Der Arbeitsmarkt soll inklusiv gestaltet werden und neue Arbeitsplätze in den Bereichen Energiewende, Klimaschutz, gemeinwohlorientierter Wohnungsbau, Gesundheitsförderung und Pflege geschaffen werden. Dazu soll ein gemeinwohlorientierter Bürgerfonds aufgelegt werden.
Viel Wert legt der Koalitionsvertrag auf die Gleichstellung der Geschlechter in der Münsteraner Gesellschaft und der Stadtverwaltung. Ebenso sollen Menschen mit Migrationsvorgeschichte in der Gesellschaft und der Stadtverwaltung gleichgestellt werden. Das Projekt Münster als „Sicherer Hafen“ soll gestärkt werden. Statt auf Abschiebungen soll die Stadtverwaltung auf Integration setzen.
Einschätzung
Das Programm, was sich die Koalition vorgenommen hat, ist ambitioniert. Wie viel davon am Ende umgesetzt werden konnte, wird sich zeigen, denn: Alles steht unter einem Finanzierungsvorbehalt. In und nach der Pandemie wird der städtische Haushalt nicht viel Spielraum lassen. Wenn man den Koalitionsvertrag liest, irritiert, dass die Schaffung von Geschlechtergerechtigkeit durch den ganzen Koalitionsvertrag zieht, aber die Integration von Menschen mit Migrationsvorgeschichte nur ein kleines, eigenes Kapitel bekommen hat und sonst nur noch einmal im Kapitel Personal vorkommt. Ebenso setzt die Koalition zwar nach eigenem Bekunden einen Schwerpunkt auf die Digitalisierung der Stadt, das dazugehörige Kapitel wirkt allerdings sehr kurz.
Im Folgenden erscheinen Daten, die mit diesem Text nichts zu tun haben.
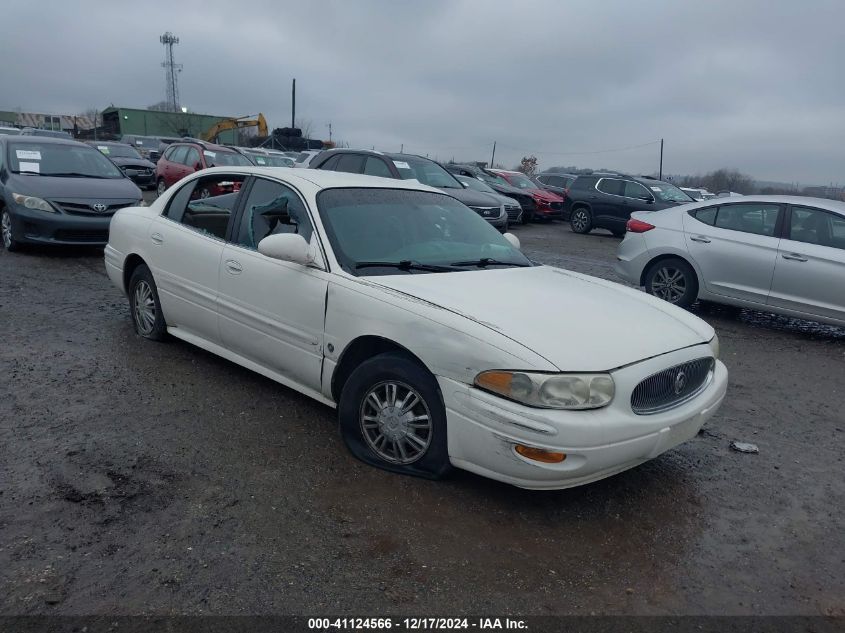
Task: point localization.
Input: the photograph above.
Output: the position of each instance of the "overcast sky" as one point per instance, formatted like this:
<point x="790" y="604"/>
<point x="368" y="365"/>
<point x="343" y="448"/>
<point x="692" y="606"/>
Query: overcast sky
<point x="747" y="84"/>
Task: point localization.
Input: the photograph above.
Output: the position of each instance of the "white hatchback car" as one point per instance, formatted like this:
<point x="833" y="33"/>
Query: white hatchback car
<point x="781" y="254"/>
<point x="436" y="339"/>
Die größte Herausforderung wird aber sein, den*die Bürger*in bei der Umgestaltung der Innenstadt in eine autoarme Zone mitzunehmen. Dazu müssen wirklich erst die alternativen Angebote geschaffen werden und anschließend nach und nach die Autozonen eingeschränkt werden. Auch wenn der Autor selbst für eine autofreie Innenstadt sofort zu haben wäre!